The CCP has also targeted John 8:3-11, among the most famous passages in the New Testament. In the original story, when the Pharisees bring Jesus a woman accused of adultery, he replies, “Let him who is without sin among you be the first to cast a stone at her.” He then forgives the woman.
A textbook published by China’s University of Electronic Science and Technology Press, a government-run school, changes the ending. After the Pharisees leave, Christ tells the woman “I too am a sinner. But if the law could only be executed by men without blemish, the law would be dead.” Jesus then personally stones her to death.
These stories reveal the true face of “Sinicization.” Xi seeks to transform the Gospel into banal communist diktats, where mercy is subsumed by oppressive lawfare and the Party is the only higher power.
The CCP is, of course, avowedly atheist, and essentially deifies former Chairman Mao Zedong, who banned all religion during his reign, from the end of the Chinese Civil War in 1949 to his death in 1976.
The CCP views Christians in particular with suspicion, due to perceived Western ties and the role of Christianity in the Taiping Rebellion of the 1850s, in which more than 20 million died.
Xi might similarly desire to ban Christianity, but Xi is not Mao and Xi’s China is not Mao’s China.
When Mao came to power, there were approximately four million Christians living in China. Since Mao’s death and China’s relative relaxation of religious restrictions, the Christian population has exploded. Xi presides over as many as 160 million Christians, though the exact number is opaque as most worship in underground churches to avoid CCP oversight. If Christianity continues to grow at a steady rate, China may be the world’s largest Christian country by 2030.
Despite CCP propaganda glorifying Mao, the Party is not eager to repeat the insanity of the Cultural Revolution, which spanned from 1966 to 1976. That period brought societal turmoil and more than a million deaths. Coupled with the challenge of forcing disbelief on more than 100 million Christians, today’s CCP is likely unable and unwilling to enforce a zero-tolerance religious policy. Instead of suppressing Christianity, it has sought to adapt it to Chinese Communist ideology—developing Christianity into another propaganda mill for the CCP. Grasping Xi’s endgame is crucial to understanding the unique persecution Chinese Christians face.

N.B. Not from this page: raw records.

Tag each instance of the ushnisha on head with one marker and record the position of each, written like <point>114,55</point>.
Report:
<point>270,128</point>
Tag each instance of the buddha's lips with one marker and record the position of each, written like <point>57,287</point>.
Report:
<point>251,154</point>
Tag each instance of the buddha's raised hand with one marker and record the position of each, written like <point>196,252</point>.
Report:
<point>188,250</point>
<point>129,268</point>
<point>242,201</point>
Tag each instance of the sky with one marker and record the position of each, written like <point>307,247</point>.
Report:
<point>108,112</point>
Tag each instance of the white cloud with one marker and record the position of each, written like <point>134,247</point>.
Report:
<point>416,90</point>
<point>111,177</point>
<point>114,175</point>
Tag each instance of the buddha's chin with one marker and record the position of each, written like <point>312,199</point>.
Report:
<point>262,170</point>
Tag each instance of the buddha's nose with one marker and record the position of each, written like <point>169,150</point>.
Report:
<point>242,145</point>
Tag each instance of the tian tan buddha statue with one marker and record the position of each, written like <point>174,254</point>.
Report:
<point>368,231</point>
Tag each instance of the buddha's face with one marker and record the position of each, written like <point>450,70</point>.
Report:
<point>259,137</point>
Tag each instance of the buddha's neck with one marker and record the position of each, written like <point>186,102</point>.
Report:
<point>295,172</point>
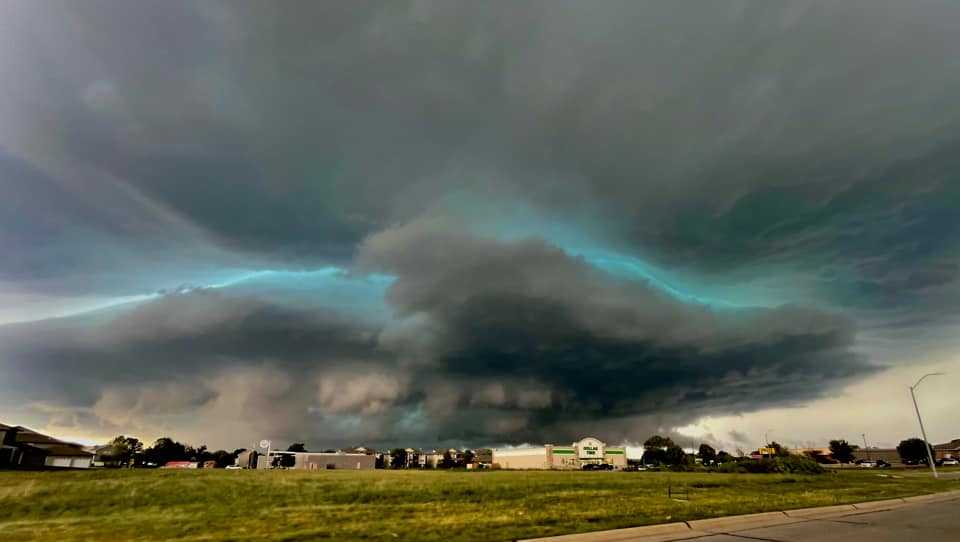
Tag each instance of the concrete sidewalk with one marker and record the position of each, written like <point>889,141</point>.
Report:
<point>930,518</point>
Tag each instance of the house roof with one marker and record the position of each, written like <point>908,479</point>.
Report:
<point>63,450</point>
<point>29,436</point>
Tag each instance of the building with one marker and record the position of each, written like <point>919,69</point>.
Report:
<point>576,456</point>
<point>26,448</point>
<point>320,460</point>
<point>429,459</point>
<point>949,450</point>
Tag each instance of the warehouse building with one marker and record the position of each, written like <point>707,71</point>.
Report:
<point>588,451</point>
<point>319,460</point>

Where other forms of Christian persecution are marked by bloodshed, such as in Nigeria where Islamist terror groups routinely massacre Christians, China instead seeks to replace God with the Party. This is why, of all Christian teachings, the CCP first sought to remove the first of the Ten Commandments, “Thou shalt have no other gods before me.”
Incidents such as these are merely the surface of what Xi’s “Sinicization” program entails.
China has instituted a bevy of religious restrictions since 2020, including loyalty tests for clergy, requiring the inclusion of Xi Jinping Thought in seminary curricula, and a total ban on minors participating in religious activity.
Surveillance technology now permeates churches across China, monitoring sermons and building a database of Chinese Christians. Resistance to the implementation of surveillance devices can lead to beatings or disappearances for Christians who wish to maintain a degree of independence from the CCP. Authorities have ripped down thousands of crosses and replaced them with portraits of Xi. Churches that refuse to join China’s state-sponsored religious bodies have been targeted with increasing frequency in large-scale raids in which police lock up hundreds of worshipers.
As the Trump administration increasingly seeks to combat the oppression of Christians worldwide, Washington should mandate that the State Department’s International Religious Freedom process explicitly catalog altered biblical texts, approving committees, state-run publishers, and responsible officials. Those findings should be used to drive rolling Global Magnitsky sanctions and visa bans against those involved in clergy loyalty tests, church raids, and scripture rewriting.
The U.S. is the only country in the world that can bring to bear sufficient pressure on China to slow or even stop its corruption of the Christian faith.
Standing up to Beijing is essential to any policy of defending persecuted Christians.